Rodolfo Cardenal
El paraíso en la tierra es una quimera tan antigua como la humanidad. Cada cierto tiempo, aparecen iluminados dispuestos a emprender su construcción, a pesar de los fiascos anteriores. El Salvador de Bukele se ha sumado a esa tradición, donde también figuran el fascismo, el nazismo, el comunismo y las dictaduras de todos los colores. El fracaso incuestionable de sus predecesores no es un buen presagio. No hay razones para pensar que la aventura de Bukele tendrá, contra todo pronóstico, un final feliz. La quimera paradisíaca es seductora, a pesar de sus repetidos reveses. Se suele presentar como un objetivo accesible. Incluso contiene elementos que la hacen verosímil. Pero en sus interioridades anida el gusano de la putrefacción.

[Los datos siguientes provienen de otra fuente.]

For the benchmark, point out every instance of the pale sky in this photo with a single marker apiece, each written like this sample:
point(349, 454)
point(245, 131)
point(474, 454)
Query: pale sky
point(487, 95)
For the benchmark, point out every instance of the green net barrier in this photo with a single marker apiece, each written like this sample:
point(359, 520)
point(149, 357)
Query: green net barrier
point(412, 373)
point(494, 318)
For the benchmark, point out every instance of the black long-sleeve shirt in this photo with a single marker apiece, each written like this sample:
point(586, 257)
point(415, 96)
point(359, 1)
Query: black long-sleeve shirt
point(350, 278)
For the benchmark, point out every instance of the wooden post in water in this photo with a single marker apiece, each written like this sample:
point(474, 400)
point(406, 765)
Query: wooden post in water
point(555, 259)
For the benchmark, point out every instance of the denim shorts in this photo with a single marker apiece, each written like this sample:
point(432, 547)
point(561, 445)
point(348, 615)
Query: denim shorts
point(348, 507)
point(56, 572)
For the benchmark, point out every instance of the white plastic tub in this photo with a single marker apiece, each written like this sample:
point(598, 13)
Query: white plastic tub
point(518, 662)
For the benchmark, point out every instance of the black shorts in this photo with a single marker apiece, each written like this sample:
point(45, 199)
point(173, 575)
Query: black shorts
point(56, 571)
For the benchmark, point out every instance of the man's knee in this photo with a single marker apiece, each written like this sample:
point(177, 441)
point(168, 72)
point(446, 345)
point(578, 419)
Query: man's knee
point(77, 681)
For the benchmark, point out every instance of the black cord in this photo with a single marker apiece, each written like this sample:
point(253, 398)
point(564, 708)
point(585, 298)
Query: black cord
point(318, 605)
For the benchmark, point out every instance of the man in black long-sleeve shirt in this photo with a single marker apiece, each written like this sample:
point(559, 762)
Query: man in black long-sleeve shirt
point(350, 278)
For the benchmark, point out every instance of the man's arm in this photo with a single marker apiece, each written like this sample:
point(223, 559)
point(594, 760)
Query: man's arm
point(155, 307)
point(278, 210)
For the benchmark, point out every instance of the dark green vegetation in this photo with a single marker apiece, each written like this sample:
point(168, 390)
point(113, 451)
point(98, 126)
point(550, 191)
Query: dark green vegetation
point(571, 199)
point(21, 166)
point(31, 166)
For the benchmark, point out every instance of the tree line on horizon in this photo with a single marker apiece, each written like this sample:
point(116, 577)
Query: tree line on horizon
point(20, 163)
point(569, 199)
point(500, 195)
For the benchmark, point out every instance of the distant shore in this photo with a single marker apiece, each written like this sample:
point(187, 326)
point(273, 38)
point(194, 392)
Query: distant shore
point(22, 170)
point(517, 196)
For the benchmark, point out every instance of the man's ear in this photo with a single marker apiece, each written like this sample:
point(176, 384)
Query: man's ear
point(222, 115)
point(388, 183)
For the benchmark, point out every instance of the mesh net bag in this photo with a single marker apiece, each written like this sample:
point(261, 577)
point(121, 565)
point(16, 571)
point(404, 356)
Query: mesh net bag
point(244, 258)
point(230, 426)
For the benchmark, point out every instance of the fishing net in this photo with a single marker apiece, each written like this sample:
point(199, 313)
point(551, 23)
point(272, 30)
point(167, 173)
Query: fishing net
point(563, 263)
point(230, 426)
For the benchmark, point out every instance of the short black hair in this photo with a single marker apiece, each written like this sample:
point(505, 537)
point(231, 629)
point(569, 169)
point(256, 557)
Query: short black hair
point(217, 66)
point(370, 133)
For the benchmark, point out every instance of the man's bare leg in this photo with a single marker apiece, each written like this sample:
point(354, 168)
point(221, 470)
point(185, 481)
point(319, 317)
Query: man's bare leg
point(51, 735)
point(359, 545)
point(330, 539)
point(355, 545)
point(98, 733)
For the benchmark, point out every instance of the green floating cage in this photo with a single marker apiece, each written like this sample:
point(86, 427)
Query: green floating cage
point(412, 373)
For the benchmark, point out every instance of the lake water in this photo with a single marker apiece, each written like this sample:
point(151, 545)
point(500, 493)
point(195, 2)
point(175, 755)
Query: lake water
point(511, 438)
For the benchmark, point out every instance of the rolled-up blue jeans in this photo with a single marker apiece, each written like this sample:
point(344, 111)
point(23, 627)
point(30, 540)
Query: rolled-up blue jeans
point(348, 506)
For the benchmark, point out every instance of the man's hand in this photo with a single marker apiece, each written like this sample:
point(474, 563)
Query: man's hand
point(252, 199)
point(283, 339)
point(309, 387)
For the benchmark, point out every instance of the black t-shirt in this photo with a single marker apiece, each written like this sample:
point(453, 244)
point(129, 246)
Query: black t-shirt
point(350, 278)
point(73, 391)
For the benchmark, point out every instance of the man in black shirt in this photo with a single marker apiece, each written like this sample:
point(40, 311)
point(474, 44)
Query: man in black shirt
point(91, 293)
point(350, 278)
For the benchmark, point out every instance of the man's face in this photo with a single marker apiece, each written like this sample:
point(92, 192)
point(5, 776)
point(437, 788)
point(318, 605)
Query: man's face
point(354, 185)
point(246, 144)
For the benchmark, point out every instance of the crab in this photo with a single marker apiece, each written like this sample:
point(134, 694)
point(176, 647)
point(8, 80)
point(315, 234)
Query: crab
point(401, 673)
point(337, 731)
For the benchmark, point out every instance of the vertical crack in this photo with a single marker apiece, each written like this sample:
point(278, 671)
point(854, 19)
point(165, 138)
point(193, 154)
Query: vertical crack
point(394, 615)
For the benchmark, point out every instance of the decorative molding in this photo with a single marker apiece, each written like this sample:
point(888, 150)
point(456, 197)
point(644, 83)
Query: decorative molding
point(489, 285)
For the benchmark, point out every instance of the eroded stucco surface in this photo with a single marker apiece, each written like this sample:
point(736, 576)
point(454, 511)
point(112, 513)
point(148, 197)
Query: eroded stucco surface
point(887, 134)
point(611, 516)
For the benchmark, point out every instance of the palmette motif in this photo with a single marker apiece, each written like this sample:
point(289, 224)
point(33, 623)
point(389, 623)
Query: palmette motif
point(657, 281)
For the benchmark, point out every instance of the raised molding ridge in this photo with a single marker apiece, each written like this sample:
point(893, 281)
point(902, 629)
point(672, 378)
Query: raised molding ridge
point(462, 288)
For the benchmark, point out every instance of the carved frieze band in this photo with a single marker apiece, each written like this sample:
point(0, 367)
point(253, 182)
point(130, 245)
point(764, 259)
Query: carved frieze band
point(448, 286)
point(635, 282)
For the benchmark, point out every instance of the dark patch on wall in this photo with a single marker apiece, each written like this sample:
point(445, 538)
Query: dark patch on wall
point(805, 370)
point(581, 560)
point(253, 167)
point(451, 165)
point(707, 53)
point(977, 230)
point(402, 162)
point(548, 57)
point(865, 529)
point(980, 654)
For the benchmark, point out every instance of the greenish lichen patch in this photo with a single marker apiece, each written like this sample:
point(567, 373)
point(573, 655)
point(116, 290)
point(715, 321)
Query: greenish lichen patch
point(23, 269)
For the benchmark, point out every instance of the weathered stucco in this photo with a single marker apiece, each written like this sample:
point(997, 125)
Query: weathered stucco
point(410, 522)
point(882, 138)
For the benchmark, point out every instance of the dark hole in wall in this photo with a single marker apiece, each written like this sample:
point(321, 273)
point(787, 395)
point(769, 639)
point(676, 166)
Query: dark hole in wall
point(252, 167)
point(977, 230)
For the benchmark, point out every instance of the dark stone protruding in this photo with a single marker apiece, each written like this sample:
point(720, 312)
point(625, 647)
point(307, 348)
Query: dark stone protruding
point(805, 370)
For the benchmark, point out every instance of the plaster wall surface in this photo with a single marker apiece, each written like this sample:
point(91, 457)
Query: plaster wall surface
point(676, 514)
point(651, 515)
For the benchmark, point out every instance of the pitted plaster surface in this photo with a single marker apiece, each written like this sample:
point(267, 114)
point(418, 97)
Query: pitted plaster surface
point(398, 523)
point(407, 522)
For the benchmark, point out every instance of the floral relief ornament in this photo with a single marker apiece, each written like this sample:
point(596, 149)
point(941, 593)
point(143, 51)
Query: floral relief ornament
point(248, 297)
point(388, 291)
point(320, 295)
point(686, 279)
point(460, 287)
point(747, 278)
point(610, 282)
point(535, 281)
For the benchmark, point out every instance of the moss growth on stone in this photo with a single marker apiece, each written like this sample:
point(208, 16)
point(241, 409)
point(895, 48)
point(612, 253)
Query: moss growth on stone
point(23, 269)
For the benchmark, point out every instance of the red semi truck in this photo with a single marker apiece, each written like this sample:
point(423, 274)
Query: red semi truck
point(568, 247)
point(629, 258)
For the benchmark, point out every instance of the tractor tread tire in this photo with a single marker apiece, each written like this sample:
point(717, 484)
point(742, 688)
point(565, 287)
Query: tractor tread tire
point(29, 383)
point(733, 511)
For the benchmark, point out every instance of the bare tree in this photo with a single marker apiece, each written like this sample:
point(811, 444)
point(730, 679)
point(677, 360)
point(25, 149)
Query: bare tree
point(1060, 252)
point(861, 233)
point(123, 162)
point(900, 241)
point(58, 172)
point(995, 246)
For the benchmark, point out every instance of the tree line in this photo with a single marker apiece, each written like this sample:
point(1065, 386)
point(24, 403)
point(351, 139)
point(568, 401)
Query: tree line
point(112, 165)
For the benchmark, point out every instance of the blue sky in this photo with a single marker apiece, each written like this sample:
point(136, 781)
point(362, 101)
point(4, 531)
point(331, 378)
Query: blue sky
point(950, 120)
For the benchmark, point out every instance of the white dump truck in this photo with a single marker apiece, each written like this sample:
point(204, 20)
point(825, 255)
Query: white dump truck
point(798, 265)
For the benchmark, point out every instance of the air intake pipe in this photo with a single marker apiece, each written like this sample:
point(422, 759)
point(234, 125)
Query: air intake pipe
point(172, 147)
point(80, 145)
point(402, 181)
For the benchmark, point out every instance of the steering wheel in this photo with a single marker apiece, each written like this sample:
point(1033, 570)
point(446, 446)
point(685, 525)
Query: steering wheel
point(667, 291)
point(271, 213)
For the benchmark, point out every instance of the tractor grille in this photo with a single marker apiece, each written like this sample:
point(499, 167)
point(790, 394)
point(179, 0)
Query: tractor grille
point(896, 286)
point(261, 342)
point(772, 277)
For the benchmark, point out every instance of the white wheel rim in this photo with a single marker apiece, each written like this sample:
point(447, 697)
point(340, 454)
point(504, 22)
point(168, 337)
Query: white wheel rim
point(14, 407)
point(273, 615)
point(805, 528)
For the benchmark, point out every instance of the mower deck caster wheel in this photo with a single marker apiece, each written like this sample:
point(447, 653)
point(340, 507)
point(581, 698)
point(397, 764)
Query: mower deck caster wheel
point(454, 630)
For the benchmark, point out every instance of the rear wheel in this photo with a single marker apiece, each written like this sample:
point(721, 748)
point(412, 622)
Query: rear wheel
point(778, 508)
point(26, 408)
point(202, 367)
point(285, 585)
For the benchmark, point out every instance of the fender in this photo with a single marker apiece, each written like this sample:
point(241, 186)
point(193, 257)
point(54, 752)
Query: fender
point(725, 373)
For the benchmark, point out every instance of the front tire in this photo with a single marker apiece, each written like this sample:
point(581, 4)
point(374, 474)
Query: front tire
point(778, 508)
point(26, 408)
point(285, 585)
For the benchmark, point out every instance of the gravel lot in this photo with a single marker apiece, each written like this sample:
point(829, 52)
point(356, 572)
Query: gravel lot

La Unión Soviética es un caso pertinente. Se propuso crear un paraíso comunista, pero, en la práctica, se redujo a imponer un nivel de vida con privaciones insoportables y una uniformidad sofocante. La cúpula del aparato partidario, en cambio, se regalaba con las bondades del capitalismo. El autoritarismo desembocó en la dictadura estalinista, una de las más brutales del siglo pasado. En 1989, el paraíso comunista colapsó. El capitalismo neoliberal prometió otro edén de libertad y prosperidad, de las cuales solo gozaron unos pocos. La mayoría todavía aguarda que el rebalse del vaso que las contiene.
La característica más destacada del paraíso de Bukele es la seguridad. Un espacio inundado de luz, de colores y de armonía. Un entusiasta de última hora lo ensalza como “el país de las maravillas festivas”. Los visitantes acuden en masa a admirar fascinados sus creaciones. Más bien pocas, pero vistosas. La concurrencia disfruta de esas amenidades, inconsciente de que esconden el enriquecimiento desorbitado, la estafa financiera disimulada, el abismo que separa a los privilegiados de los desafortunados y el sistema carcelario donde la violación de la dignidad y los derechos humanos constituye el orden del día.
Los habituales de estos espacios maravillosos viven para consumir y para exhibir su consumo, en un ambiente festivo y despreocupado. Aquellos que no pueden participar de esos placeres son negligentes. Ellos mismos se excluyen por falta de iniciativa y trabajo. Asimismo, decenas de miles están encarcelados por su propia culpa. Ellos, en cambio, han sido recompensados por sus méritos. Se creen los mejores, los únicos buenos y los que no tienen nada que aprender de los demás.
Otra característica fundamental que identifica a los paraísos terrenales es su afán por reescribir la historia. Desmontan el pasado y conservan solo aquello que sirve para justificar su propia existencia y para dejar clara su pertinencia y necesidad. Sin embargo, la continuidad de sus construcciones depende de la solidez de la mentira que la sustenta. Bukele invierte ingentes cantidades de dólares en la industria de la desinformación, la propagación del catastrofismo y la difusión del miedo. En consecuencia, la viralización en las redes digitales de datos y sentires alternativos o críticos atenta directamente contra la integridad paradisíaca. Por eso, persigue a sus autores como criminales peligrosos. No le interesa considerar la verdad que pueda haber en esos discursos, sino castigar con mano dura a quienes se rebelan contra la cultura de “la sociedad feliz”.
El paraíso de Bukele, igual que todos los demás, cultiva la cultura de la mentira. La China actual, su socia comercial y una de sus donantes más generosas, ilumina cómo opera esa cultura. El partido comunista mantiene un estricto régimen de vigilancia y control sobre sus ciudadanos para evitar desviaciones de la ideología oficial. El pensamiento, la creación estética, la academia y la opinión deben ajustarse a los lineamientos del partido único y su gran jefe. China es una potencia mundial, que compite con Estados Unidos y Europa, pero es también una sociedad donde la libertad está vigilada y restringida. La prolongación de la revolución maoísta, cuyo “salto adelante” generó una hambruna general y cuya “revolución cultural” ya quiso uniformar la sociedad, depende del acatamiento incondicional de las directrices del partido.
Aparentemente, El Salvador de Bukele es más sosegado y festivo. En realidad, tiene dos caras. Los espacios donde reina la música, el color y la fiesta son la cara simpática y atractiva, que habla de milagro o de paraíso. Los espacios donde reina el terror como el sistema carcelario, los vecindarios populares y las dependencias estatales son la cara oculta, pero real. El acecho y el espionaje son constantes. La censura, la coacción y la humillación son habituales. Las dos realidades son inseparables. Por tanto, el “festivo mundo maravilloso” que celebran los fanáticos es mentira y engaño.
En el mediano y largo plazo, esa dualidad es insostenible, tal como lo demuestran los experimentos anteriores. El germen de la putrefacción ya hace implacablemente su trabajo.